Additionally, as part of extended estate planning for newlyweds, some couples decide to place their homes in a living trust, along with pour-over wills.  This adds a measure of anonymity against potential creditors and also helps defray the expenses and delay of probate since the living trust does not die and title remains in trust, regardless of the death of one of the beneficiaries.  Furthermore, Sec. 41.0021 of the Texas Property Code allows for the transfer of real property into a qualifying trust without losing its exempt character as homestead property.

4. Draft Powers of Attorney and Living Wills

In Texas, marriage does not give a spouse the power and/or absolute right to make decisions for the other spouse if they become incapacitated.  To ensure that a spouse is the only one who can make legal/financial and medical decisions, each newlywed spouse should execute a durable power of attorney, a medical power of attorney, and a medical advanced directive, known as a “living will.”

A durable power of attorney provides the power for a spouse to make legal and financial decisions if the other spouse becomes incapacitated, while a medical power of attorney provides for a spouse to make medical decisions for the other spouse in the event of incapacity or accident.  Living wills allow a spouse to legally convey their decisions about end-of-life care and treatment.  Essentially, living wills provide a way to communicate to your spouse and other family members your directions regarding end-of-life care to avoid confusion later on.

Finally, in regard to powers of attorney and living wills, it is a good idea to also name an alternate besides your spouse in the event of an accident in which both spouses are injured and/or incapacitated.

5. Execute Wills

Even if a newlywed couple does not have many assets, it is still good practice to execute basic wills that leave all assets to their spouse.  Furthermore, if the newlywed couple has real property and wishes to place property in a living trust, it is important to consider adding a will with pour-over provisions.

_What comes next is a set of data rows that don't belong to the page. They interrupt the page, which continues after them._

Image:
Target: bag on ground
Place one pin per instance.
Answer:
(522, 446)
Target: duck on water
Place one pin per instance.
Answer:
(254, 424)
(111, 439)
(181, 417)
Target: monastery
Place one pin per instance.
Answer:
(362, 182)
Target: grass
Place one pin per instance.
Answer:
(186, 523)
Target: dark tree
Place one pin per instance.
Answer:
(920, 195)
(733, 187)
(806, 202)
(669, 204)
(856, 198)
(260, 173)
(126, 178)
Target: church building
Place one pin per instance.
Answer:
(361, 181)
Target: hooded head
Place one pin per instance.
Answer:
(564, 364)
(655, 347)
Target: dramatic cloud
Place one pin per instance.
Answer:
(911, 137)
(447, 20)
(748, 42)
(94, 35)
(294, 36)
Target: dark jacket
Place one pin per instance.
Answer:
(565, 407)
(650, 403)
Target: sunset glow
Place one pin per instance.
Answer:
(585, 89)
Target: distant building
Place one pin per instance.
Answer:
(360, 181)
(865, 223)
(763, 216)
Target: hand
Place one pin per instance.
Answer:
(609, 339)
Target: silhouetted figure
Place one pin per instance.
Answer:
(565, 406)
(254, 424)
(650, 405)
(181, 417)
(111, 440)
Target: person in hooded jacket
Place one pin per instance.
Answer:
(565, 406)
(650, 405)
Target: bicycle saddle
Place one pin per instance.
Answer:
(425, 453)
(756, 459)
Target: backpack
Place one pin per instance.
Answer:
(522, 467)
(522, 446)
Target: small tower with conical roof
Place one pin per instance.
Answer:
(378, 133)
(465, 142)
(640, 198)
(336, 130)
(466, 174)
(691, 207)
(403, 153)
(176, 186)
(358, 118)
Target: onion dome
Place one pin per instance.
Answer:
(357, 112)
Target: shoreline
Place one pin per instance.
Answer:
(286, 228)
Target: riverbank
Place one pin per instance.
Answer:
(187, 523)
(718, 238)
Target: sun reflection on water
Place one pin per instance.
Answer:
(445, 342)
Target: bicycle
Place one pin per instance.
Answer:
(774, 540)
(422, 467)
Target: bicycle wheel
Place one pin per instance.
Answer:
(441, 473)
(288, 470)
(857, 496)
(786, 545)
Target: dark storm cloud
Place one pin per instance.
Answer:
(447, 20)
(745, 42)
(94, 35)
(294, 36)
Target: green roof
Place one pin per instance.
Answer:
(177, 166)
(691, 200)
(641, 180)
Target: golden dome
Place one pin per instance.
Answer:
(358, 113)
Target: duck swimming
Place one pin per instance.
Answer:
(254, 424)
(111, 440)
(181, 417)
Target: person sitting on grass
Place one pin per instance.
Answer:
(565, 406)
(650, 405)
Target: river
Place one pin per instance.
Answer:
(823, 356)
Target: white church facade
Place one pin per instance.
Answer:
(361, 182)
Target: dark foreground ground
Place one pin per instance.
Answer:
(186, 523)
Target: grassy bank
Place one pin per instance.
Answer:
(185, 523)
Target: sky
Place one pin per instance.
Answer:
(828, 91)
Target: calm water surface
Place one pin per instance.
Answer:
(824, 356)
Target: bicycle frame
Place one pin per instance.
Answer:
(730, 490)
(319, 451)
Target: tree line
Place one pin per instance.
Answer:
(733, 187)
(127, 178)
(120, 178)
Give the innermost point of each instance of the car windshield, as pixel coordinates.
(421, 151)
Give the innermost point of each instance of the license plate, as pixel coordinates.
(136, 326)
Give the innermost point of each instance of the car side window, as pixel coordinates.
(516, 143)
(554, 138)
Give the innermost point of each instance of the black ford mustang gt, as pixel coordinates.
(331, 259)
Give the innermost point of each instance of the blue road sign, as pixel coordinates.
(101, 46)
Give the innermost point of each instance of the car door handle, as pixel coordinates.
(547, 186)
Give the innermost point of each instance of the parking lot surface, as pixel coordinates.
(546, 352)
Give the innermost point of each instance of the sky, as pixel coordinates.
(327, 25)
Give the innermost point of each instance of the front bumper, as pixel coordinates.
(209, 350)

Without a will, Texas law requires a determination of heirship, and intestacy rules become fairly complicated, especially if they had children before the marriage.  For instance, if a spouse owns separate personal property and has children, 1/3 passes to the surviving spouse, while the children take the other 2/3’s in equal portions.

Additionally, if a newlywed couple executed a prenuptial agreement, they should execute wills that accurately reflect the terms of the prenuptial agreement.  It is important to note that a prenuptial agreement does not take the place of proper estate planning.  Essentially, the estate planning of the newlywed couple should mirror what the prenuptial agreement provides for in event of the death of a spouse.